European v American Waterfall
- Most venture funds use a European waterfall, where proceeds are distributed on a total fund basis. If you are using an American waterfall, do the calculations per investment.
- AngelList's Rolling Funds require special consideration when modeling, since fees are collected differently than traditional funds.
- Some funds will model their waterfall treating the general partner commit as a limited partner interest, some will not. If the fund treats the general partner commit as an LP interest, then the waterfall is amended to show the return of LP capital first.
Management fee recycling
- Recycling management fees or recycling proceeds will increase invested capital. Some managers will choose to recycle management fees up to the amount of the management fees charged to the fund, in order to boost their fund returns.
Management fees based on invested capital
- Modeling management fees based on invested capital is more complicated than modeling fees based on committed capital, because the fees are typically a percentage of the total invested capital at the end of each period.

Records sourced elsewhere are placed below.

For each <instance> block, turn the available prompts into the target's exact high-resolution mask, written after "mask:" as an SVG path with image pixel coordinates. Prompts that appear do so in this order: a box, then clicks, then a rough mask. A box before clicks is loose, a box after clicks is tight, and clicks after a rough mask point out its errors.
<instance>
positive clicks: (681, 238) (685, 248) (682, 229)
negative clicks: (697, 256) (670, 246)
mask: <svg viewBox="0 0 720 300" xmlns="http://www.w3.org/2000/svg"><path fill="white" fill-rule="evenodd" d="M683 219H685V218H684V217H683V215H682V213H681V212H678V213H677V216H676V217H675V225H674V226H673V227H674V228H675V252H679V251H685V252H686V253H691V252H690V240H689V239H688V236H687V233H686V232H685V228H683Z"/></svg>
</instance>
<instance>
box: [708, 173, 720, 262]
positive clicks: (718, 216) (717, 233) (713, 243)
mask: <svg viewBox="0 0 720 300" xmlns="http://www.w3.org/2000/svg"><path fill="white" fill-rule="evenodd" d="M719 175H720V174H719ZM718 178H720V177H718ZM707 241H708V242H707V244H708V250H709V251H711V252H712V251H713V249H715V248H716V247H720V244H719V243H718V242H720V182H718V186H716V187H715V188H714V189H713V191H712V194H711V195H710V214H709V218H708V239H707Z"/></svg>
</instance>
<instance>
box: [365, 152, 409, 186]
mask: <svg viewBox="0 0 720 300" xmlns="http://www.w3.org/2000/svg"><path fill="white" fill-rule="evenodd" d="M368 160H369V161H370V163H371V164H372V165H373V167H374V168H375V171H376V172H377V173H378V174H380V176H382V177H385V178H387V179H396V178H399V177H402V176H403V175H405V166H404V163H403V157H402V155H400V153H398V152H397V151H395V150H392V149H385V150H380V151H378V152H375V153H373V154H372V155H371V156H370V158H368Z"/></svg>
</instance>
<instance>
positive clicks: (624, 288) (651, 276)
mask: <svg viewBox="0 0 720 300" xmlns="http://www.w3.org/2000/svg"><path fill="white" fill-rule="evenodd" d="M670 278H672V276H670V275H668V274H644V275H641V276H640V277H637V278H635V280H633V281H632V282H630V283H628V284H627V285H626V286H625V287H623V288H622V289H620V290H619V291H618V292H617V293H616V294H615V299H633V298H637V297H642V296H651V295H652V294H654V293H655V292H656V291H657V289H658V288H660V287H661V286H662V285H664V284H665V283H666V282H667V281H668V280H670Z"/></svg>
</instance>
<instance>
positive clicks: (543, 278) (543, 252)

Evergreen or Open-ended Funds
- Evergreen funds typically recycle a large share of proceeds back into new investments, while open-ended funds allow investors to redeem invested capital based on agreed timelines, and pay distributions over time.
LP side letters and varying terms
- Some funds will create special terms for limited partners, such as first-loss capital, preferred return or a portion of the GP carry.
Modeling multiple funds and SPVs
- Often managers will invest through multiple funds, and the best approach is to model each separately, and then combine them into one comprehensive model.
Management Fees, Cashless Contributions, and Fee Waivers
- Managers may choose to reinvest their management fees back into the fund, or pay for their GP commit using their management fees.
Using your Venture Model
- Creating a forecast is easy, but making sure it's believable is hard. Data is sparse and difficult to collect, and may not be relevant for your strategy.
- Range-based scenarios are good for analyzing scenarios and discussing options with potential limited partners, while situation-based scenarios are better when evaluating different fund strategies.
Tracking Actual Investments
- Once you are making investments, it can be valuable to track them and see if your original budgeting strategy still holds.
Strategy drives model, model reflects strategy
- Don't lose sight of the big picture. A model is only as good as the data used to create the assumptions.